Kale Salad with Roasted Beets, Cranberries, Almonds and Feta

A good friend of mine gifted me with a free local produce box from Greenling.  Greenling is an Austin based company that now also operates in the Dallas, San Antonio and Houston areas.  They make organic, local produce more easily accessible and do a great job of it.  They even delivered my box to my front door, and we live way out in the burbs.  In my lovely local box was a bunch of kale and 3 huge beets, along with some other treasures.  I immediately knew what would become of the kale and beets.

kaleandbeetsalad

I loved this salad.  We ate it as a side dish the night I made it and I ate it for lunch the next three days in a row.  Kale holds up so well that it was delicious every time, not soggy and droopy like salads can get after being dressed and stored overnight.  It was probably better after a night in the fridge, so you can always make it ahead of time.  Maybe leave out the almonds so they stay crunchy, and leave out the feta if you don’t want it to be pink!

The beets provide great color and earthiness, but if you don’t like beets add in some shredded carrots, chopped apples or pear.  Use golden raisins in place of the cranberries, toasted walnuts or pine nuts instead of the almonds.  I like to play around with the dressing also, different kinds of vinegar, honey instead of agave, orange juice instead of lemon.  Just start with a big bunch of kale and add in what you like and what you have on hand!  Enjoy!
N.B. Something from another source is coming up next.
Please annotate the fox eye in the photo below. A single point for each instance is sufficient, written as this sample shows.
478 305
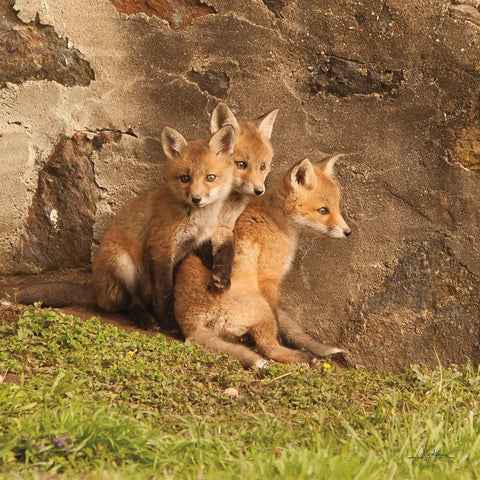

Kale Salad with Roasted Beets, Cranberries, Almonds and Feta

Ingredients

Salad

  • 2 large beets
  • 1 teaspoon fresh thyme leaves
  • olive oil
  • kosher salt and pepper
  • 1 bunch of kale, stalks removed and leaves roughly chopped
  • 1/4 to 1/2 cup dried cranberries
  • 1/4 to 1/2 cup roasted almonds, roughly chopped
  • 4 ounces of feta cheese

Dressing

  • 2 tablespoons olive oil
  • 2 tablespoons balsamic vinegar
  • 2 tablespoons white wine vinegar
  • 1 lemon, juiced
  • 1 tablespoon dijon mustard
  • 1 tablespoon agave nectar
  • 1 garlic clove, grated on a microplane or very finely chopped
  • kosher salt and pepper

Directions

  1. Roast the Beets: Preheat oven to 400°F.  Peel the beets and cut them into 1 inch chunks.  Spread them onto a rimmed baking sheet and drizzle with olive oil, sprinkle with salt, pepper and thyme and toss to coat.  Roast for 40 minutes, turning twice, until they are fork tender.  Remove from the oven and let cool.  You can do this ahead of time and store the beets in a container in the fridge for a day or two.
  2. Make the dressing: Combine all ingredients and whisk well, season with salt and pepper and taste, adjust to your liking.
  3. Combine kale with half of the dressing and toss well (your clean hands work well for this!)  Add more dressing if it seems dry, but be careful not to overdress.
  4. Add in cranberries, beets, feta and almonds.  Toss gently so you don’t break up the feta too much.
  5. Serve immediately or let sit in the fridge for a few hours to let flavors marry and allow the kale to soften a bit.